MedPath

The Effects of a Psychoeducational Intervention on Health and Performance-based Outcomes of Veterans Diagnosed With PTSD

Not Applicable
Recruiting
Conditions
Post Traumatic Stress Disorder
Interventions
Other: Psychological Skills Training (PST)
Registration Number
NCT06403514
Lead Sponsor
Nova Southeastern University
Brief Summary

Nova Southeastern University and the Veterans trust through this line of research will strengthen community engagement and awareness for the need to recognize and provide treatment models for veterans diagnosed with PTSD. The goal is to improve self-regulatory mechanisms within the racecar simulated-environment with the hope it translates to real-life scenarios.

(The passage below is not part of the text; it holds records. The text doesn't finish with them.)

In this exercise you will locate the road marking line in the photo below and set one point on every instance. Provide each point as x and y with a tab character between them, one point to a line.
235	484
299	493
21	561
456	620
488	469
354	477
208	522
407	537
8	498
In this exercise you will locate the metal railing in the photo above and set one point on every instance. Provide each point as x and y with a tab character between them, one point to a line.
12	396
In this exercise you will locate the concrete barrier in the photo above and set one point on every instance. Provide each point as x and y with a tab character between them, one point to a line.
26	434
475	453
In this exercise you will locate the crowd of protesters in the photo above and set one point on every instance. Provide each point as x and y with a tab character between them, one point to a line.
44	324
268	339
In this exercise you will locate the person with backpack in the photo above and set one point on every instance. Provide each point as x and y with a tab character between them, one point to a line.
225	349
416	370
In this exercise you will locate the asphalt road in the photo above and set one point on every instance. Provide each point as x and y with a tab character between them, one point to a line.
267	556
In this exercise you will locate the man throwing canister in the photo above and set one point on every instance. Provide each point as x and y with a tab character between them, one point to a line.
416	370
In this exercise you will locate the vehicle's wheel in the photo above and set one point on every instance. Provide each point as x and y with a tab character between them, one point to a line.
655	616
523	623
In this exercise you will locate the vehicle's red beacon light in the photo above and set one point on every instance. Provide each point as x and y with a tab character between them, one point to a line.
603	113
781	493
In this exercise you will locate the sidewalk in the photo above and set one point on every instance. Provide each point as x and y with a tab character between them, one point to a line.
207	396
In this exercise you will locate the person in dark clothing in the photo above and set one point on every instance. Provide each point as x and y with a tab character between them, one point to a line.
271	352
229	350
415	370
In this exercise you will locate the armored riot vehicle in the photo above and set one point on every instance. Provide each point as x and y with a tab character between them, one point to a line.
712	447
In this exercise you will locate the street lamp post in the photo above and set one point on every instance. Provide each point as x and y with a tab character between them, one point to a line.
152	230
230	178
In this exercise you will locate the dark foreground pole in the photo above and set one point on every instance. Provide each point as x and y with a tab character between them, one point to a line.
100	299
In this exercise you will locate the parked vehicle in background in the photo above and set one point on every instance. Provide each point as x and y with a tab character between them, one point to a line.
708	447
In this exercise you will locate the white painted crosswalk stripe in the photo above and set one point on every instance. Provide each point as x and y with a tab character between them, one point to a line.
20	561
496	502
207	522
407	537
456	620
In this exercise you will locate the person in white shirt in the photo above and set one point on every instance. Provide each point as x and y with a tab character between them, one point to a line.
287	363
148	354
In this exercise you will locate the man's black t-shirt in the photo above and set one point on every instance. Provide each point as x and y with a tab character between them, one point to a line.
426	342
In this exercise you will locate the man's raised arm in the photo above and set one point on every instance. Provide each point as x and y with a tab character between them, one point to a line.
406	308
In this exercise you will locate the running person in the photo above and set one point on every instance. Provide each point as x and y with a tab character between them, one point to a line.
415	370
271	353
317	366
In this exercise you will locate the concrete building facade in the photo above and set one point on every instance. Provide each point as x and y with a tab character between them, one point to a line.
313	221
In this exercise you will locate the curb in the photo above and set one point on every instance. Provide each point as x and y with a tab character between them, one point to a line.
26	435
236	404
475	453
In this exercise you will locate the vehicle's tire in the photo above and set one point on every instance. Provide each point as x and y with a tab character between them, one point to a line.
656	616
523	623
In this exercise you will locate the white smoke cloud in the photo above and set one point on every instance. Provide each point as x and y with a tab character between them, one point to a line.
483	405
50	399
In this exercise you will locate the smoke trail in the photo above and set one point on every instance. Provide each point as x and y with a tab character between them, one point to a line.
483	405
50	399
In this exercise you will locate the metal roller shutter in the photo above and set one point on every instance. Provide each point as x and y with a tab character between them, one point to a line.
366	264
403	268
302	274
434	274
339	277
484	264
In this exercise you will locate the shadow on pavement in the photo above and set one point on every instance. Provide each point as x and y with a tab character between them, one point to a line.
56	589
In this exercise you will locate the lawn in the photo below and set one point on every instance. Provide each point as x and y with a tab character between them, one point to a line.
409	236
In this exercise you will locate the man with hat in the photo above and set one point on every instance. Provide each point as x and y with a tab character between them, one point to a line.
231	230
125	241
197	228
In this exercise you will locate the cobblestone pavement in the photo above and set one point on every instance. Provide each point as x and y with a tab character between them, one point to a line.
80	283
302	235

The design is a single-case approach with the application of range-bound changing criterion design. It will include elements of stress-inoculation therapy, cognitive processing therapy, optimal zones of functioning, biofeedback and psychological skills training. This particular design will allow for the collection and identification of the idiosyncratic differences between each participant which will guide how the data are collected and the tailoring of the intervention.

Detailed Description

Initially, the participants undergo all pre-test assessments at the Neuropsychology Assessment Center prior to being deemed eligible for the experiment. Next, participants will be scheduled individually to visit the Race Lab to become acquainted with the lab and virtual environment. Basics of the research study will be explained to each participant as part of the adaptation process. This will include a brief educational lesson on the Psychological Skills Training intervention. Following the adaptation period, the participant will commence with the experimental race-car psychoeducational intervention.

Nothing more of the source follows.